O banco público não serviu para contrariar o rumo da economia nacional em direção à monocultura da
construção e do imobiliário, às PPP (parcerias público-privadas), e, sobretudo, rumo à especulação financeira,
ao sabor dos interesses de uma elite que sempre frequentou os corredores do poder mas que só foi questionada
depois de ter caído de podre. Agora é muito fácil, Srs. Deputados! É por isso que a indignação do PSD, agora,
soa a falsa, parece falsa e é mesmo falsa. É pura desorientação política!
O Sr. José Manuel Pureza (BE): — Muito bem!
A Sr.ª Mariana Mortágua (BE): — Esta Comissão de Inquérito concluiu que, durante anos, a Caixa conviveu
demasiado bem com práticas erradas, irresponsáveis e negligentes de concessão, acompanhamento e
recuperação de créditos, práticas que se concentraram no mandato de Santos Ferreira, com responsabilidades
particulares de Armando Vara, Francisco Bandeira e Maldonado Gonelha, durante o Governo de José Sócrates.
Porém, quem disser que as más práticas da Caixa são exclusivas deste período ou destes administradores
mente.

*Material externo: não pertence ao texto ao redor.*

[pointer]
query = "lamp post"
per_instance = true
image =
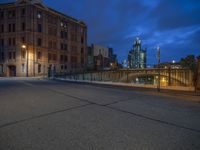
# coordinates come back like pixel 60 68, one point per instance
pixel 26 48
pixel 158 58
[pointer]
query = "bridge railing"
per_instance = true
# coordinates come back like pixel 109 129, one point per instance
pixel 150 76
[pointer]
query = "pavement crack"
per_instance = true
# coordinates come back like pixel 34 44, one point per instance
pixel 42 115
pixel 153 119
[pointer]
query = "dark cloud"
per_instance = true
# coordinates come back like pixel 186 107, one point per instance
pixel 172 24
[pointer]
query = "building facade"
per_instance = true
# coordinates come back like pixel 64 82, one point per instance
pixel 100 57
pixel 35 38
pixel 137 56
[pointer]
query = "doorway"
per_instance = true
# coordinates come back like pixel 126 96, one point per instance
pixel 12 71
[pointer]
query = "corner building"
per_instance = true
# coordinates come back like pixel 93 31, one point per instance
pixel 34 38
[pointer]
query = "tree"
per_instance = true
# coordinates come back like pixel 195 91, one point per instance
pixel 191 63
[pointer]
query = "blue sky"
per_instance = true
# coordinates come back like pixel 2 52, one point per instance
pixel 172 24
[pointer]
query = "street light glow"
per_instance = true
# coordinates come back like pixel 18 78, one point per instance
pixel 23 46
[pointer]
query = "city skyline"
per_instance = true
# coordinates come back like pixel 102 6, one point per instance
pixel 174 25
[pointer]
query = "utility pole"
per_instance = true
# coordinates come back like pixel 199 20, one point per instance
pixel 158 59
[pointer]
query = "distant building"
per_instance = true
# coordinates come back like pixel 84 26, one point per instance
pixel 137 56
pixel 34 37
pixel 100 57
pixel 171 65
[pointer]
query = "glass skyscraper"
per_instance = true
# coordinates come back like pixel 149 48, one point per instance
pixel 137 56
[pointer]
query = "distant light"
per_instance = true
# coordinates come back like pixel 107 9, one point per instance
pixel 23 46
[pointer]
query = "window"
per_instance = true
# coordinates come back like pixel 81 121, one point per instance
pixel 23 26
pixel 61 58
pixel 64 35
pixel 11 14
pixel 82 40
pixel 49 56
pixel 62 67
pixel 9 28
pixel 14 55
pixel 39 42
pixel 39 68
pixel 50 44
pixel 9 41
pixel 2 28
pixel 2 55
pixel 39 55
pixel 23 53
pixel 82 51
pixel 2 15
pixel 23 68
pixel 14 42
pixel 63 46
pixel 54 56
pixel 66 59
pixel 10 55
pixel 39 14
pixel 82 60
pixel 23 12
pixel 54 45
pixel 13 28
pixel 39 28
pixel 2 42
pixel 23 39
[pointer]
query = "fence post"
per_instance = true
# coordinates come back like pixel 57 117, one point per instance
pixel 169 76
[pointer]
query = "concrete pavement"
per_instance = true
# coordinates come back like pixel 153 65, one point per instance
pixel 42 114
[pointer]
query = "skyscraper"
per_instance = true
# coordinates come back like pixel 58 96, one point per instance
pixel 137 56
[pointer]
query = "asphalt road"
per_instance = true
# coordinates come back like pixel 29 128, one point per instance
pixel 54 115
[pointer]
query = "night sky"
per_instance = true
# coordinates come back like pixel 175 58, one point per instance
pixel 172 24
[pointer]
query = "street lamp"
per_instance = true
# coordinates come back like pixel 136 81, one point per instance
pixel 26 48
pixel 158 58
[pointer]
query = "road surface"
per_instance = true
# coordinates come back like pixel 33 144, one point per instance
pixel 55 115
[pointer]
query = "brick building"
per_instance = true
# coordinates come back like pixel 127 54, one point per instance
pixel 34 37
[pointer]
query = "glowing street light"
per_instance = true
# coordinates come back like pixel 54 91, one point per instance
pixel 24 46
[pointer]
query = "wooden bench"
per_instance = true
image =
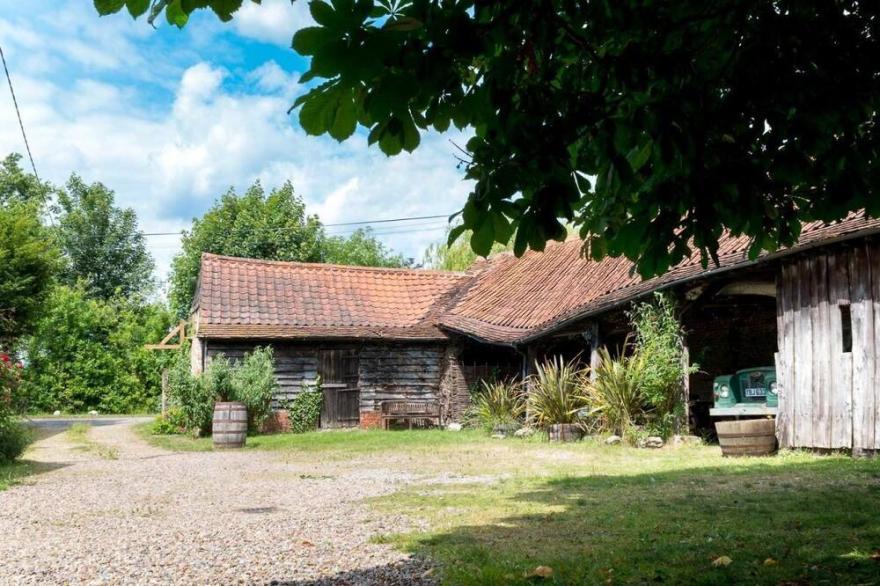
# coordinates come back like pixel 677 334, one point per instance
pixel 410 411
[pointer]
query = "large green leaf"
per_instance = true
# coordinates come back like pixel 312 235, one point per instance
pixel 344 118
pixel 137 7
pixel 309 40
pixel 324 14
pixel 175 14
pixel 105 7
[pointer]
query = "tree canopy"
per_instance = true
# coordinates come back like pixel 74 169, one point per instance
pixel 651 126
pixel 271 226
pixel 360 248
pixel 457 255
pixel 101 242
pixel 28 256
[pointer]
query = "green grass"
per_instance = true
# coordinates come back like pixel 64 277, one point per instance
pixel 78 433
pixel 795 518
pixel 609 514
pixel 331 444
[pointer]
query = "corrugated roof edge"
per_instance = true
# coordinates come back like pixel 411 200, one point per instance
pixel 639 291
pixel 331 266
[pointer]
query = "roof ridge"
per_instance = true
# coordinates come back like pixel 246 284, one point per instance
pixel 333 266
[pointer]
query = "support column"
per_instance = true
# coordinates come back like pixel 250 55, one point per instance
pixel 685 389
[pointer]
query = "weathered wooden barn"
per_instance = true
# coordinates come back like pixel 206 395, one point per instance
pixel 378 334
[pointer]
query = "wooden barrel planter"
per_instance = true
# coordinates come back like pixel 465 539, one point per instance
pixel 749 437
pixel 565 432
pixel 230 425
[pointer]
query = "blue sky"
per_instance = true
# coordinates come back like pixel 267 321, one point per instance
pixel 171 119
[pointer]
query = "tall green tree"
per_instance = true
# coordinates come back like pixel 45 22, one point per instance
pixel 88 353
pixel 18 186
pixel 28 257
pixel 457 255
pixel 360 248
pixel 652 126
pixel 255 224
pixel 271 226
pixel 101 242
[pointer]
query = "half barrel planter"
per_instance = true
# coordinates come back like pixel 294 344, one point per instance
pixel 749 437
pixel 229 429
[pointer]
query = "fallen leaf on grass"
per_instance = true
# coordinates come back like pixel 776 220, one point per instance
pixel 540 572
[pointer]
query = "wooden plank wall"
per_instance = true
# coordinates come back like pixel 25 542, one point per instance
pixel 402 371
pixel 830 398
pixel 385 371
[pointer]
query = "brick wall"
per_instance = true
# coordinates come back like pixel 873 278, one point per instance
pixel 370 419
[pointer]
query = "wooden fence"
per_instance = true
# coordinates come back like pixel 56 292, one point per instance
pixel 828 314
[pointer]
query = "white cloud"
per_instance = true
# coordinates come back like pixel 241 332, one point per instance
pixel 273 21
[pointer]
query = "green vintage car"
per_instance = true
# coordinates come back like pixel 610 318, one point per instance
pixel 751 391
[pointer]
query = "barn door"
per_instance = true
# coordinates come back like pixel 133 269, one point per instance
pixel 338 369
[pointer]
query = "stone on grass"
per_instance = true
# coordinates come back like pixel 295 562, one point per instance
pixel 693 440
pixel 505 429
pixel 651 442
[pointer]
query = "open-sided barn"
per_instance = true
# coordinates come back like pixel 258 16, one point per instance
pixel 375 335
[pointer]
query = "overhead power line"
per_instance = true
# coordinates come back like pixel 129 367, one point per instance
pixel 27 146
pixel 362 223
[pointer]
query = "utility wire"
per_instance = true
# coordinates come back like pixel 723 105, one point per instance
pixel 27 146
pixel 363 223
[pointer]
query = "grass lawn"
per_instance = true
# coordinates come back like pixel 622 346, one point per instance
pixel 78 433
pixel 498 509
pixel 11 473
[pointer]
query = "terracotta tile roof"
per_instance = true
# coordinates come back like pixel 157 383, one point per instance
pixel 269 299
pixel 513 300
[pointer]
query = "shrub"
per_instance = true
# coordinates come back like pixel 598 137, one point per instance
pixel 659 345
pixel 89 354
pixel 254 384
pixel 173 421
pixel 304 410
pixel 615 395
pixel 218 379
pixel 14 437
pixel 190 395
pixel 555 393
pixel 499 403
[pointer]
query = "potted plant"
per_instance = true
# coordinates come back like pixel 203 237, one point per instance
pixel 229 426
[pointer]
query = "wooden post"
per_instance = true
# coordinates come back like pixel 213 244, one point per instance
pixel 685 389
pixel 164 391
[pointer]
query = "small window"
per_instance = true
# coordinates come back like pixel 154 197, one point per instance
pixel 846 327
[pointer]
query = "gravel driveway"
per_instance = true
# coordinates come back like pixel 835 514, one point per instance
pixel 156 517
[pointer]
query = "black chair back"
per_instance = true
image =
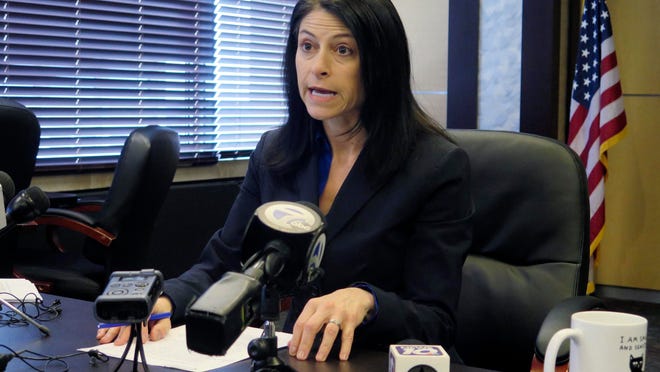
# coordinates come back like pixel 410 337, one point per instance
pixel 531 244
pixel 19 142
pixel 139 187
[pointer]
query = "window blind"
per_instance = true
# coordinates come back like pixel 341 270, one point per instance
pixel 251 37
pixel 92 71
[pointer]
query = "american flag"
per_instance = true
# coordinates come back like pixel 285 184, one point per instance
pixel 597 117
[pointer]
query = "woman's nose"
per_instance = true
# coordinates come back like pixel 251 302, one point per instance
pixel 321 64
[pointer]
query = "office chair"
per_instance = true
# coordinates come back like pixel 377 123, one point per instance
pixel 20 133
pixel 19 142
pixel 117 235
pixel 531 245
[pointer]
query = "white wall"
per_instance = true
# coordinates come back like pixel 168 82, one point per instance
pixel 426 23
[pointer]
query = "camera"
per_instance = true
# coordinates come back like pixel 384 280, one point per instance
pixel 129 296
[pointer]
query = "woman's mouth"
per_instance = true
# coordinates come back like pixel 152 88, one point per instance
pixel 321 92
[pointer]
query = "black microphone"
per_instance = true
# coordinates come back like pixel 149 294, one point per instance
pixel 288 240
pixel 27 205
pixel 8 189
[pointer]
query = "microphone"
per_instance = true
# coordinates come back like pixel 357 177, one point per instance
pixel 288 239
pixel 24 207
pixel 8 189
pixel 27 205
pixel 414 356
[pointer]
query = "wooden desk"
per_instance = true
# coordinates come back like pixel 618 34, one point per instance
pixel 75 329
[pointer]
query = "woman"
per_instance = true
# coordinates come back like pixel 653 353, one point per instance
pixel 393 188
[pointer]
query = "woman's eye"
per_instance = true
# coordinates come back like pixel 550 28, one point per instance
pixel 306 46
pixel 344 50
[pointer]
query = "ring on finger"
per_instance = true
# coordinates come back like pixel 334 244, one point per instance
pixel 335 322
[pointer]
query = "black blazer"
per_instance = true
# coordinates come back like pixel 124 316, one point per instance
pixel 406 237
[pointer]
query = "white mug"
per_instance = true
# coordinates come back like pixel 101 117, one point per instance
pixel 601 341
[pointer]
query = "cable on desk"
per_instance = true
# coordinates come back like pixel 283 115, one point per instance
pixel 31 305
pixel 27 356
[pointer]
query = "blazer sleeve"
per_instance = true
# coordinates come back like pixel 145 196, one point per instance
pixel 222 253
pixel 425 308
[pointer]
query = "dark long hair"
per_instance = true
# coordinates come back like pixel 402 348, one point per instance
pixel 390 114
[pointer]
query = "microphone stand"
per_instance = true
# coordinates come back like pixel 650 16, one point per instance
pixel 263 350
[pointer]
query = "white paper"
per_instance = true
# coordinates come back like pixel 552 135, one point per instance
pixel 16 288
pixel 172 351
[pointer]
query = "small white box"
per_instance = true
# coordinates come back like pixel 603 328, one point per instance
pixel 403 358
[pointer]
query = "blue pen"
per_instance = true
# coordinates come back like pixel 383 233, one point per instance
pixel 152 317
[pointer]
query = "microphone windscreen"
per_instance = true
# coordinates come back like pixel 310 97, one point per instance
pixel 39 197
pixel 8 187
pixel 27 205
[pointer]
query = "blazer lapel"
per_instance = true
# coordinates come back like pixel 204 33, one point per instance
pixel 354 193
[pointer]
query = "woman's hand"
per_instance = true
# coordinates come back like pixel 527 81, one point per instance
pixel 342 310
pixel 155 331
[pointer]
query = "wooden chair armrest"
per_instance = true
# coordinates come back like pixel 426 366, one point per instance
pixel 99 234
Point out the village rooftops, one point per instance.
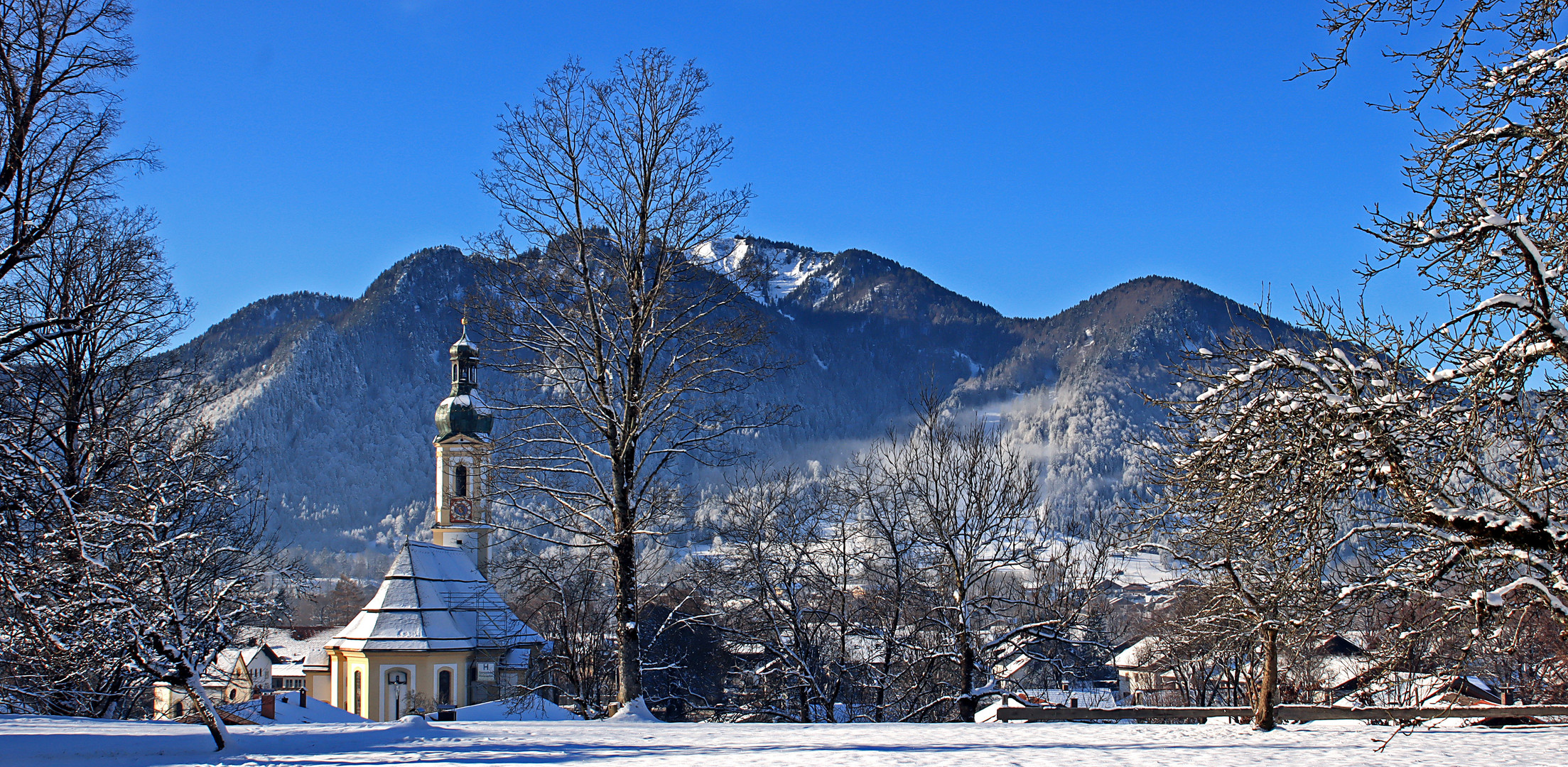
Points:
(435, 598)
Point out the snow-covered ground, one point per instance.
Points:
(50, 741)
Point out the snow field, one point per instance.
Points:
(60, 742)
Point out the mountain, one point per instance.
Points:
(332, 397)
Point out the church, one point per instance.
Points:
(436, 634)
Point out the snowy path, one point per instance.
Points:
(62, 742)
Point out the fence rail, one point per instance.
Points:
(1282, 712)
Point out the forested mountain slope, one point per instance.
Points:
(332, 397)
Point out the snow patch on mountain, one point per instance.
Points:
(767, 273)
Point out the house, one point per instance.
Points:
(226, 680)
(300, 659)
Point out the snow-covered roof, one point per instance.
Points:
(292, 643)
(289, 711)
(435, 598)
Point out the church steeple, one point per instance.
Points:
(463, 413)
(463, 425)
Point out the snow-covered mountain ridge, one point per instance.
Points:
(332, 397)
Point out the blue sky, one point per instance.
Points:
(1023, 154)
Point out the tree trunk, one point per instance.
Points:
(966, 698)
(627, 655)
(209, 712)
(1262, 703)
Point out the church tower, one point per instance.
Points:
(463, 425)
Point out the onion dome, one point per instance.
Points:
(463, 411)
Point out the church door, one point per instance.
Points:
(397, 692)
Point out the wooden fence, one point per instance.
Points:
(1282, 712)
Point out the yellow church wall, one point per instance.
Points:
(375, 695)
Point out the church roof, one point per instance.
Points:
(435, 598)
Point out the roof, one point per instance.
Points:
(225, 668)
(435, 598)
(291, 643)
(261, 651)
(287, 711)
(463, 413)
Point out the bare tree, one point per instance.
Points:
(1412, 468)
(566, 593)
(183, 559)
(631, 352)
(778, 577)
(57, 62)
(137, 543)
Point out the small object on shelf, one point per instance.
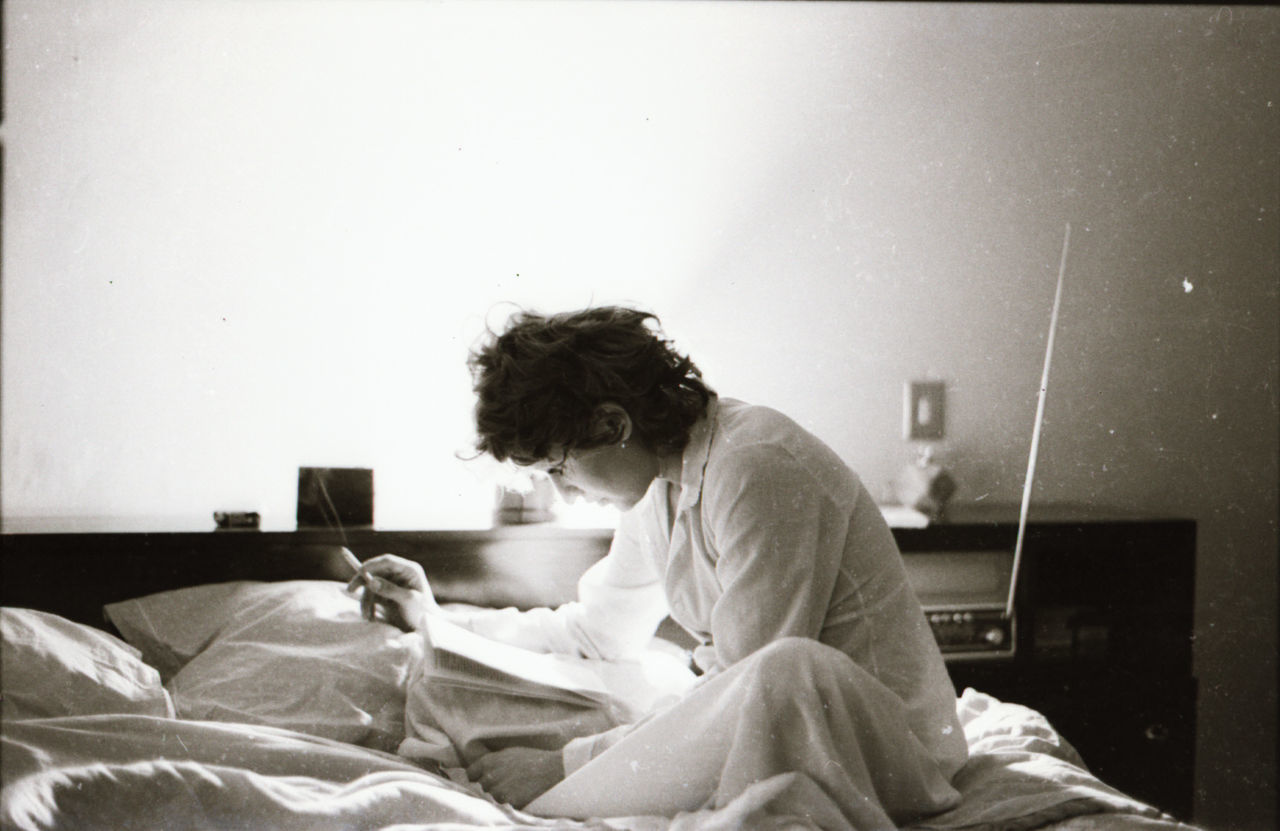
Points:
(926, 485)
(237, 520)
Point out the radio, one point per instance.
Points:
(964, 598)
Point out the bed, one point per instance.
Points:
(223, 702)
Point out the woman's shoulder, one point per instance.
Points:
(752, 438)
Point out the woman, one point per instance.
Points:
(753, 535)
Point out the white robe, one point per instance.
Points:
(773, 538)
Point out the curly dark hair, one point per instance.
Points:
(539, 382)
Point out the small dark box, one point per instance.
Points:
(336, 497)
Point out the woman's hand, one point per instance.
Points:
(517, 775)
(397, 589)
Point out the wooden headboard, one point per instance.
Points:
(74, 575)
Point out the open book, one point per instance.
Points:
(629, 688)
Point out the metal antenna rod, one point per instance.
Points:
(1036, 430)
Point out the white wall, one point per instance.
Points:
(242, 237)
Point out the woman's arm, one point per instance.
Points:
(780, 534)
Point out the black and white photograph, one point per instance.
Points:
(639, 415)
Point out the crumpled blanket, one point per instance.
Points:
(154, 772)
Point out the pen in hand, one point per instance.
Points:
(351, 558)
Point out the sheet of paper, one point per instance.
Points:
(549, 670)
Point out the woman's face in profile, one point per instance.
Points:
(615, 474)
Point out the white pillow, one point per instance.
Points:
(53, 666)
(293, 654)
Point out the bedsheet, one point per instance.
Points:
(132, 771)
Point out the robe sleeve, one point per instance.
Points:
(780, 534)
(620, 603)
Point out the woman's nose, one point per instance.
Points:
(567, 492)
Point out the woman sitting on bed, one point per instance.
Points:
(753, 535)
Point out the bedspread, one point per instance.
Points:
(123, 771)
(91, 739)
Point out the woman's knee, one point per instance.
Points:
(791, 657)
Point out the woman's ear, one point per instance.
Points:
(611, 424)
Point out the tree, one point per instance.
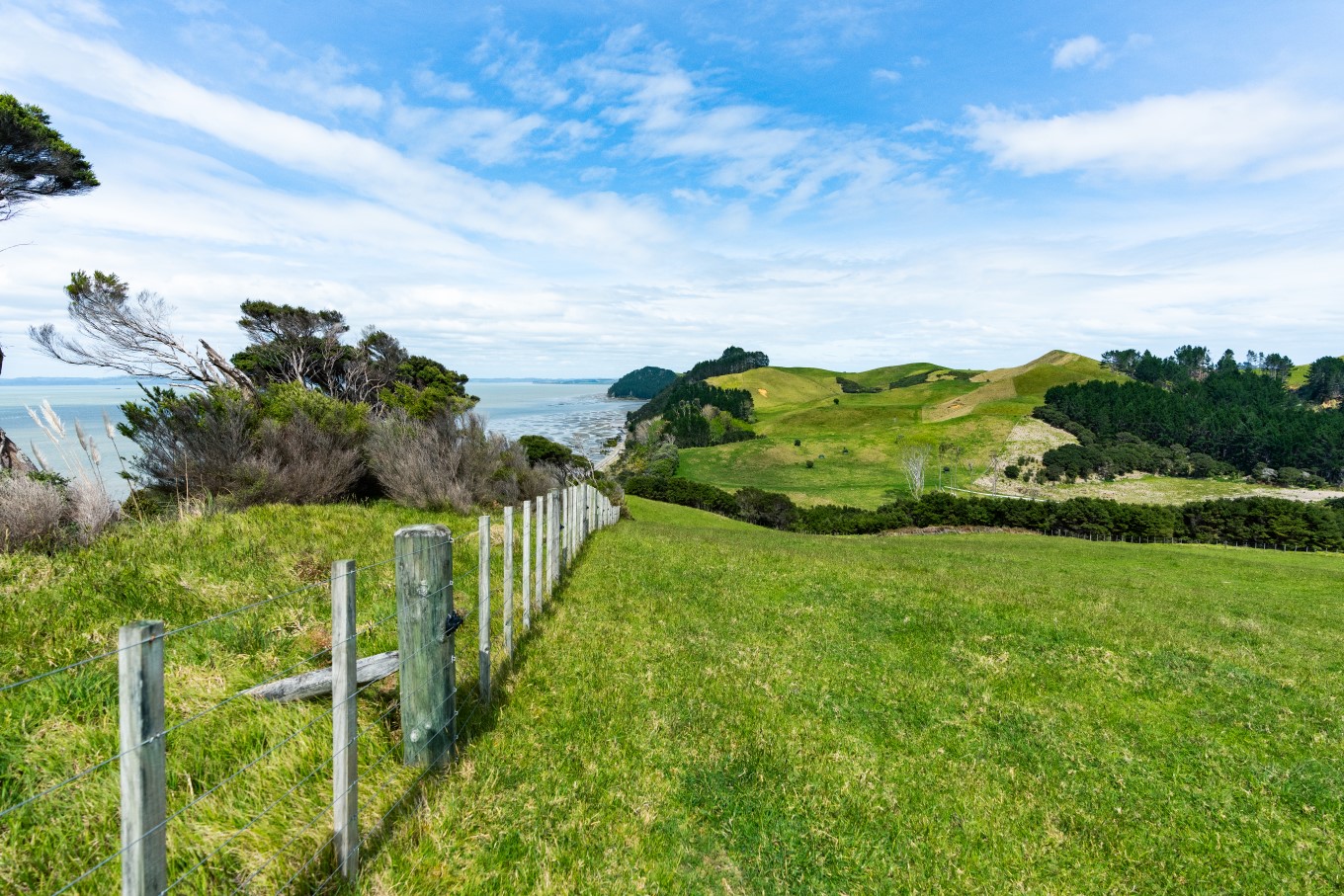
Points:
(36, 161)
(1324, 380)
(294, 344)
(913, 461)
(1279, 366)
(1194, 361)
(130, 335)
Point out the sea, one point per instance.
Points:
(577, 414)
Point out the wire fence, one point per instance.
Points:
(231, 778)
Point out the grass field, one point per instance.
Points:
(716, 708)
(59, 609)
(854, 445)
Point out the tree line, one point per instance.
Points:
(1253, 520)
(1188, 417)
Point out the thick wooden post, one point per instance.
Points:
(144, 776)
(424, 609)
(482, 608)
(527, 566)
(508, 583)
(344, 721)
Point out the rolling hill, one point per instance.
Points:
(854, 440)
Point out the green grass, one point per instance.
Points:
(798, 403)
(60, 609)
(715, 708)
(1298, 376)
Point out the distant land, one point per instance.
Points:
(131, 380)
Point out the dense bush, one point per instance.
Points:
(1128, 452)
(452, 461)
(42, 511)
(642, 383)
(734, 361)
(294, 445)
(1242, 419)
(1261, 520)
(697, 395)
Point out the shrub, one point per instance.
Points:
(452, 462)
(301, 462)
(31, 512)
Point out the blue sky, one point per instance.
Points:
(581, 189)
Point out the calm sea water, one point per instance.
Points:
(574, 414)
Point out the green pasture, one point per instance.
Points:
(716, 708)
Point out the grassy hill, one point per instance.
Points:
(716, 708)
(1298, 376)
(862, 436)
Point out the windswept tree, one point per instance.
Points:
(36, 161)
(130, 335)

Passaram pelos Conselhos de Crédito muitos nomes. Ouvimos Celeste Cardona, Carlos Costa, Norberto
Rosa e muitos outros responsáveis, que nos deixaram uma certeza: em momento algum, as operações de
crédito mais ruinosas, fosse a Berardo ou a Vale do Lobo, foram questionadas ou criticadas por quem tinha essa
responsabilidade.
Há também exemplos de má gestão antes e depois deste mandato crítico. O derivado conhecido por Boats
Caravela, que custou 340 milhões de forma inexplicável, foi aprovado por João Salgueiro, em 1999. O
acompanhamento negligente das dívidas do grupo Imatosgil ou as reestruturações benevolentes dos créditos
de José Berardo prolongaram-se no mandato de Faria de Oliveira e posteriores. De muitos lados, ouvimos a
mesma justificação: a de que estas eram as práticas do mercado à altura. Estamos convictos de que sim, e não
confundimos a Caixa com o BPN (Banco Português de Negócios) ou o BES (Banco Espírito Santo).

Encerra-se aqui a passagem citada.